Getting to Work, 坐地铁

I took this on the sky walk to the metro station

Commuting in Shanghai has been a lot easier than I anticipated. Before coming here the idea of my direction-less self navigating through such a big and busy city was unthinkable, but the transit system is incredible. I mainly get around using the metro but I’ve also used the buses and both will easily get you where you want to go. There’s plenty of signage pointing you in the right direction and everything is in both Chinese and English–on the metro they’ll even announce what stop you’re approaching and which side to get out on in English. I’ve gotten mixed up on a few New York City subways but the metro has always been straightforward enough that I haven’t gotten lost yet. You can also use Apple Maps for directions as well as which subway lines to take which makes the whole process even easier. However, I’ve also realized that I’ve gotten to the point that even if my phone died and I didn’t know beforehand which lines I was going to take, that I wouldn’t be worried about finding my way back.
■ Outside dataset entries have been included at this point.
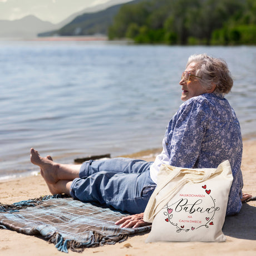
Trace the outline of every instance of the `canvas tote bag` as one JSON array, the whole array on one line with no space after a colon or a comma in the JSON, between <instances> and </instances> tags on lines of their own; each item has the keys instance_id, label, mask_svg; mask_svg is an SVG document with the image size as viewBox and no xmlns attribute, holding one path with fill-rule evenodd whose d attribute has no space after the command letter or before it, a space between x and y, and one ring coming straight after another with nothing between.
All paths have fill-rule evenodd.
<instances>
[{"instance_id":1,"label":"canvas tote bag","mask_svg":"<svg viewBox=\"0 0 256 256\"><path fill-rule=\"evenodd\" d=\"M146 242L223 242L222 232L233 181L228 160L216 169L162 165L144 212L152 223Z\"/></svg>"}]
</instances>

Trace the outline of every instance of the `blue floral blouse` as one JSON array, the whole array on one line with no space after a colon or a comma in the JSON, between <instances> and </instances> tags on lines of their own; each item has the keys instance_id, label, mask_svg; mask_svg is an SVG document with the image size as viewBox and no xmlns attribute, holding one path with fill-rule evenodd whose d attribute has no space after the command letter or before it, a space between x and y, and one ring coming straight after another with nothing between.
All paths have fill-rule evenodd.
<instances>
[{"instance_id":1,"label":"blue floral blouse","mask_svg":"<svg viewBox=\"0 0 256 256\"><path fill-rule=\"evenodd\" d=\"M216 168L228 160L234 179L227 215L240 211L241 131L235 112L223 95L204 93L184 102L170 121L164 141L163 155L158 159L167 157L169 164L174 166Z\"/></svg>"}]
</instances>

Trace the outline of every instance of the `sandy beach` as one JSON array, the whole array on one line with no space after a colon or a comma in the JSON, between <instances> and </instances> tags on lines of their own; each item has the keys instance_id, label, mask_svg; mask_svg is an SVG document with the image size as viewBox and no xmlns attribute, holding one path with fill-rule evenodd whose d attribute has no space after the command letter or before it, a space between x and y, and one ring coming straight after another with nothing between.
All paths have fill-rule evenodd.
<instances>
[{"instance_id":1,"label":"sandy beach","mask_svg":"<svg viewBox=\"0 0 256 256\"><path fill-rule=\"evenodd\" d=\"M244 179L243 192L256 196L256 140L244 138L242 170ZM141 158L139 155L134 155ZM140 157L139 157L140 156ZM146 157L153 161L152 157ZM39 170L38 170L39 171ZM0 202L11 204L50 194L41 175L29 176L0 183ZM256 201L243 204L240 213L226 218L223 232L227 242L223 243L157 242L145 244L148 235L142 234L130 237L114 245L85 249L83 255L166 255L174 252L178 255L254 255L256 252ZM0 229L1 255L63 255L53 244L41 237L28 236ZM78 255L70 251L69 255Z\"/></svg>"}]
</instances>

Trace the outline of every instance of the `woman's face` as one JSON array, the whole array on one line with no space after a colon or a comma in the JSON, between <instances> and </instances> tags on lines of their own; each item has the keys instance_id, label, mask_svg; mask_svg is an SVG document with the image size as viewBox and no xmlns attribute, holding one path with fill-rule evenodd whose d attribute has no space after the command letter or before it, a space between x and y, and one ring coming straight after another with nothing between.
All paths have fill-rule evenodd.
<instances>
[{"instance_id":1,"label":"woman's face","mask_svg":"<svg viewBox=\"0 0 256 256\"><path fill-rule=\"evenodd\" d=\"M201 95L206 92L206 90L203 87L199 82L200 78L192 76L195 75L195 63L192 62L188 66L185 71L190 71L191 75L189 80L187 81L183 77L180 81L180 85L182 86L182 93L181 99L183 101L188 100L192 97Z\"/></svg>"}]
</instances>

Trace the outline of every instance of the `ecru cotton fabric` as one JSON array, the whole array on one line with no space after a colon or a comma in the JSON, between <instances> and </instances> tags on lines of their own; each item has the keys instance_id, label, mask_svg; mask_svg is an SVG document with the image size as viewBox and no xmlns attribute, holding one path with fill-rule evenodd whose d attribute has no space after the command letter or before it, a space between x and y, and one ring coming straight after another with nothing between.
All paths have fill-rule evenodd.
<instances>
[{"instance_id":1,"label":"ecru cotton fabric","mask_svg":"<svg viewBox=\"0 0 256 256\"><path fill-rule=\"evenodd\" d=\"M216 169L161 165L144 213L144 221L152 222L146 242L225 241L221 229L233 179L228 160Z\"/></svg>"}]
</instances>

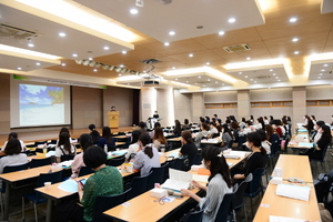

The line maps for 3 and 4 on the metro

Moreover, the metro and buses are always very clean. I can’t say with certainty how frequently the buses come, but if you miss your metro you don’t have to worry because there’ll usually be another within the next three to five minutes. That’s another reason I don’t worry about getting lost, because if you get on going the wrong way you can just get off, walk to the other side of the platform, and get on the metro going the other way. Each subway ride is also usually about three yuan which is less than fifty cents in the US. With all the money I save on getting around, I rationalize it to myself that it’s okay to play the claw machines in all of the subway stations—I’ve been trying to win a Detective Pikachu for what feels like forever now.

On the metro

The difference between getting around Pittsburgh and here is that I use the metro more than the bus, whereas at Pitt I almost only use the bus or rideshare. Both are really convenient here, but I got more used to taking the subway early on. China has their own ridesharing/taxi calling app called Didi which we’ll use to call cabs if we’re out past when the metro or buses stop running around 10:30-11:00 PM. Besides knowing when public transportation here closes, the only thing you have to be mindful of is listening to the beeps that indicate the doors of the metro are closing because if those doors are closing, they are CLOSING, and we’ve had some close calls.

My walk to work!

Overall, I love the transit system here. My commute to work consists of walking to the metro station, taking line four for five stops, transferring to line seven and riding that another two stops, and a short walk down the street past some cute cafes. It all takes about 45 minutes and I love how it makes me feel like a local headed to work. 

Grabbing my favorite chocolate drink on the way back from work!